If you’ve ever sent a manuscript off for feedback or submitted a piece for publication, you might be familiar with the six stages of external radio silence.
- Elation that you’ve actually finished something and sent it out.
- Doubt that you made the right choice.
- Pleading that someone get back to you with an answer—any answer—as long as it doesn’t break your heart.
- Fear that the delay means your manuscript is the pits. You actually pray that it’s rejected.
- Either jubilation that your work was accepted, or despair that it didn’t work out, and maybe it never will.
- Acceptance of the outcome. If the feedback was helpful or your piece was published, you celebrate. If not, you dust your manuscript off, make any necessary changes, and send it out again, because real writers write. They also send off their work.
Life in submission purgatory is messy. We can forget that while rejections might signal a need for more revision, they’re not condemnations of us or our work. Sometimes, the problem is simply a matter of fit.

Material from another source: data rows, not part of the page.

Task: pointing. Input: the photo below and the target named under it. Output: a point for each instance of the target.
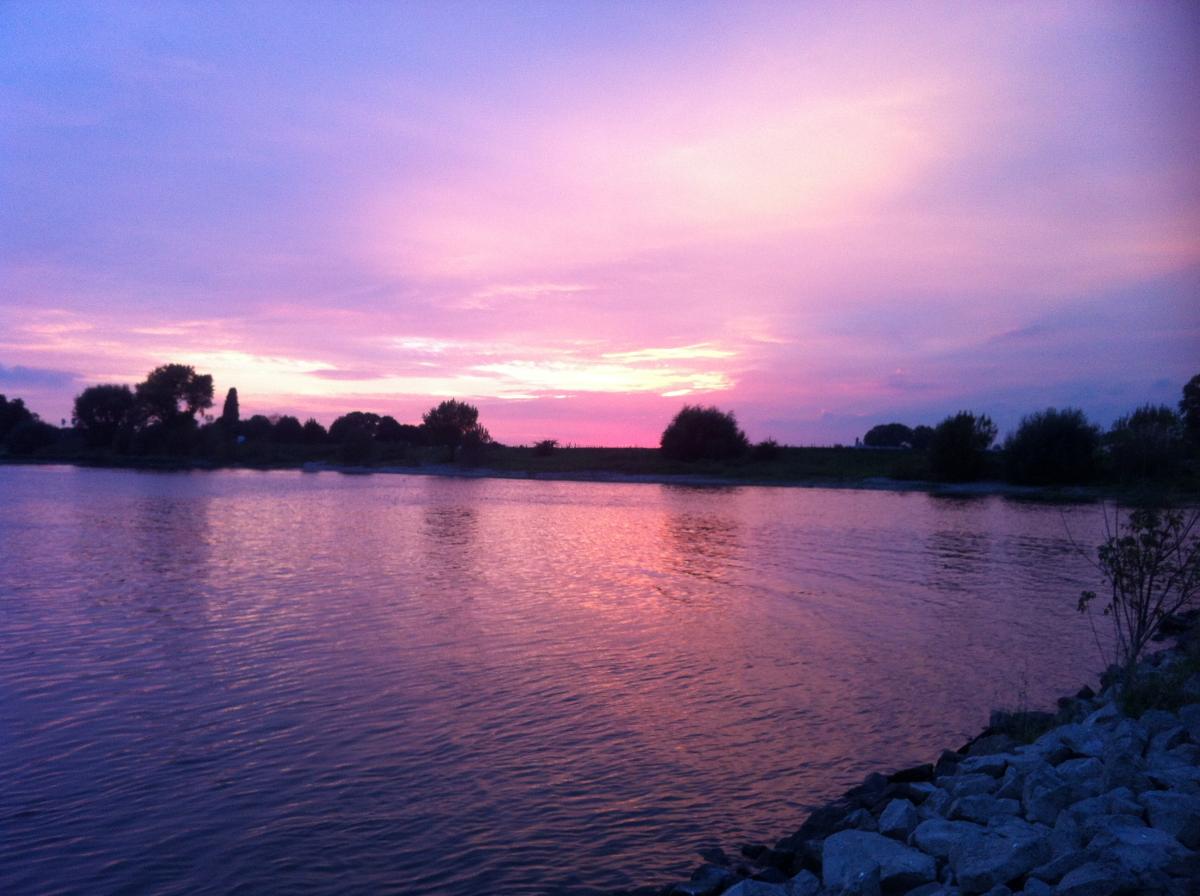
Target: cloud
(36, 377)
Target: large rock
(999, 854)
(899, 819)
(1135, 848)
(959, 786)
(939, 836)
(1045, 794)
(1096, 879)
(982, 809)
(850, 857)
(1176, 813)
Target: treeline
(166, 416)
(1057, 445)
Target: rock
(982, 809)
(993, 764)
(715, 855)
(706, 881)
(756, 888)
(1045, 794)
(1135, 848)
(804, 884)
(1156, 721)
(912, 775)
(939, 836)
(1084, 774)
(1096, 879)
(1189, 717)
(849, 858)
(899, 819)
(936, 804)
(949, 761)
(1061, 865)
(861, 819)
(999, 855)
(1176, 813)
(1011, 783)
(959, 786)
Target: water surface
(219, 683)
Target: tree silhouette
(450, 422)
(957, 451)
(1053, 446)
(703, 433)
(173, 391)
(100, 412)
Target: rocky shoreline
(1096, 799)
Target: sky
(581, 217)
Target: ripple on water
(233, 683)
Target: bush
(30, 436)
(888, 436)
(703, 433)
(958, 446)
(1147, 444)
(1151, 564)
(767, 450)
(1053, 446)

For example, my essay “Half-Life” was rejected twenty-five times over the course of two years before it was picked up by Kenyon Review Online. I knew it was a good piece, so every five rejections, I sent it off for a critique, revised it, then sent it back out.
I’m not the only writer who’s survived external radio silence.
I met Margaret Lee at the 2019 Writer’s Hotel Conference while we attended a workshop with New York Times bestselling author Meghan Daum. During the summer of 2020, Margaret finished the agent-ready draft of her memoir Starry Field, and then began the querying process. In early 2021, she finally snagged an agent.
Here’s what Margaret had to say:
“As Tom Petty once sang, ‘the waiting is the hardest part.’ That was so true for me. It was excruciating, especially since I had to wait so long for responses.”
Like Margaret, many of you talked about the bad neighborhoods that form in your heads when the silence gets uncomfortable.
There are a number of things you can do to address this discomfort.
Gather your wagons: Before you submit your work for feedback or publication, identify and touch base with the cheerleaders who love you no matter what. Your list should include fellow writers, friends, family members, and even pets.
Katherine Herndon, Executive Director of James River Writers, is a huge proponent of finding and leaning on your writing friends.
“You need to be around people who understand the little wins (“I got a nice rejection”) and the frustrations (“an agent who has my full manuscript just announced on Twitter that she’s quitting agenting.”)—this is particularly important for the frustrations that would make you look bad if you actually posted them on Twitter.”
Remember your intention (or form one): A good story can enlighten, comfort, and help heal our deepest wounds. When the silence turns your mind into a bad neighborhood, write about how your project serves other people. Use that vision to bolster your faith. While you continue to wait, make a small contribution to the group who would benefit most from your story. You could make a donation to a nonprofit, volunteer for an organization, or write an essay that highlights the needs of this community.
Start something new: Instead of waiting desperately to hear from “the one,” working on a new project reminds you that you’ve got other options.
Enjoy life: Poet Frank Bidart said we should all spend time making art and then live life. If you’re not quite ready to start a new project, enjoy the life you have. Bake a pie, paint a picture, walk barefoot on the grass. Stroll by the river and find the perfect stone. Once you’re vaccinated, eat dinner with friends, go on a vacation, and find every opportunity to appreciate the world you might not have seen during the past twelve months.
Remember, it’s not always about you. Margaret has one last bit of advice for those of us mired in the silence. “Keep sending out your work. Finding an agent depends on a lot of things that don’t include the quality of your writing: timing, workload, life events (pregnancy, new baby, sick family member), etc. Don’t be afraid to query more.”
Her advice reminds me of something my mentor Sharon Harrigan once said. “After one hundred rejections, things begin to pick up.” You might be thinking, one hundred rejections! Really? But she was absolutely right. Things picked up after I reached one hundred rejections. To earn those rejections, I had to keep sending my work out.
If you’re navigating the silence, know you’re not alone.
I’m with you on this journey.
Let’s be each other’s cheerleaders because our stories are our gifts.
Enjoy the life you have and keep writing on.